PİRHA-Alevilerin Türk olduğunu iddia etmenin Alevilere haksızlık ve iftara olduğunu söyleyen Kürt araştırmacı-yazar Mehmet Öncü, “Seyit Kekil Dersimli bir Pirdir, Reya Heq inancı üzerine bir kitap yazmıştır. Seyit Kekil’in anlatımına göre Ehlibeyt soyu, Arap Yarımadası’nda üzerinde baskı olunca zulümden kaçıp Fırat’ın doğusuna, Adıyaman’a yerleşmişlerdir. Adıyaman Alevi inancının yayılması açısından önemli bir yere sahip. Kureyşan Ocağı burada doğmuş ardından Moğol saldırılarından dolayı Dersim’e göç etmiş, saldırıların durmasıyla birlikte Antep’e ve Adıyaman’a geri dönmüşlerdir” dedi.
40 yıldır Kürt sözlü edebiyatı alanında derleme çalışmaları yapan Kürt araştırmacı-yazar Mehmet Öncü, roman, hikaye, şiir, bilmece, atasözü ve araştırma alanında yazıları var.

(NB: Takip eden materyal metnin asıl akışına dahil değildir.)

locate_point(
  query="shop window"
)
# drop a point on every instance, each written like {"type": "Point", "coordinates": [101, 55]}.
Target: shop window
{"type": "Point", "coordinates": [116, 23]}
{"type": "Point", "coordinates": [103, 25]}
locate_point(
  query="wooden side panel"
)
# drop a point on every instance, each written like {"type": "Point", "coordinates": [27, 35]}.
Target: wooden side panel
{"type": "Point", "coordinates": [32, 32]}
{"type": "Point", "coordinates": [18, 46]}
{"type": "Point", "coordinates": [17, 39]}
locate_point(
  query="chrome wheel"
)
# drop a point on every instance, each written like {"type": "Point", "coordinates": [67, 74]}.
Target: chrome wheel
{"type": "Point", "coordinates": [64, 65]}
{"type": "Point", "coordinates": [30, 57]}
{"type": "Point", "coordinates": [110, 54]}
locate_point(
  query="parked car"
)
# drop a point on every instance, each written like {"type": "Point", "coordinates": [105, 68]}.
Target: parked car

Ele aldığı yazılarda Alevilerin, farklı inançta yer alan kişilerin sosyal-politik yaşamlarını yazıya döken Kürt araştırmacı-yazar Mehmet Öncü, Adıyaman’da Selçuklular döneminde Baba İshak ayaklanmasını da yer vermiştir. Aleviler için önemli bir yere sahip olan Adıyaman’da Ehlibeyt soyunun buraya yerleştiği ve Alevi inancında önemli bir figürü olan Hacı Bektaş Veli’nin bu kentte eğitim aldığı, eğitiminin ardından Alevi inancını yaydığını ifade etti.
Öncü, Alevilerin önemli ocaklarından olan Kureyşan Ocağı’nın Adıyaman’dan geldiğini Moğol saldırılarıyla birlikte Dersim’e yerleştiğini söyledi. Öncü, Moğol istilasının sona ermesiyle birlikte Kureyşan Ocağı’nın tekrardan Adıyaman’a ve Antep’e gelerek ikamet ettiğini belirtti.
“19 KELİMEYİ 19 BİN KELİMEYE ÇIKARACAĞIMA SÖZ VERDİM, ŞİMDİ 50 BİN KELİME YAZDIM”
Kürtçe derlediği kelimeler nedeniyle polisler tarafından şiddete maruz kaldığını söyleyen Mehmet Öncü, “Adıyaman’da eskiden sokağa çıktığınızda konuşulan tek dil Kürtçeydi. Konuşurken kibar bir dil kullanırlardı. Osmanlı döneminde toplumun yüzde 90’ı Kürtçe konuşurdu. Kalan yüzde 10’luk kesimini de Ermeniler, Süryaniler oluşturuyordu. 17 yaşındayken çevremdeki büyüklerimden öğrendiğim Kürtçe kelimeleri kağıda yazıyordum. Bir gün annemin yanında oturup konuştuğu kelimeleri kağıda aktarıyordum. O dönemde polisler sık sık aramalar yapıyordu. Benim yazdığım kelimeler polisin eline geçince beni karakola götürdüler. O süreçte insanları falakaya yatırıyorlardı. Karakol komutanı bana bu yazı nedir diye sordu? Ben de annemden öğrendiğim Kürtçe kelimeleri unutulmaması için kağıda yazdığımı söyledim. Bana büyük baskı uyguladılar. Ben de çıktığımda yazdığım 19 kelimeyi 19 bin sayıya çıkaracağım diye kendi kendime söz verdim. Zamanla yaptığım çalışmalarla birlikte bu sayı 50 bine ulaştı ve kitabımı yazdım” dedi.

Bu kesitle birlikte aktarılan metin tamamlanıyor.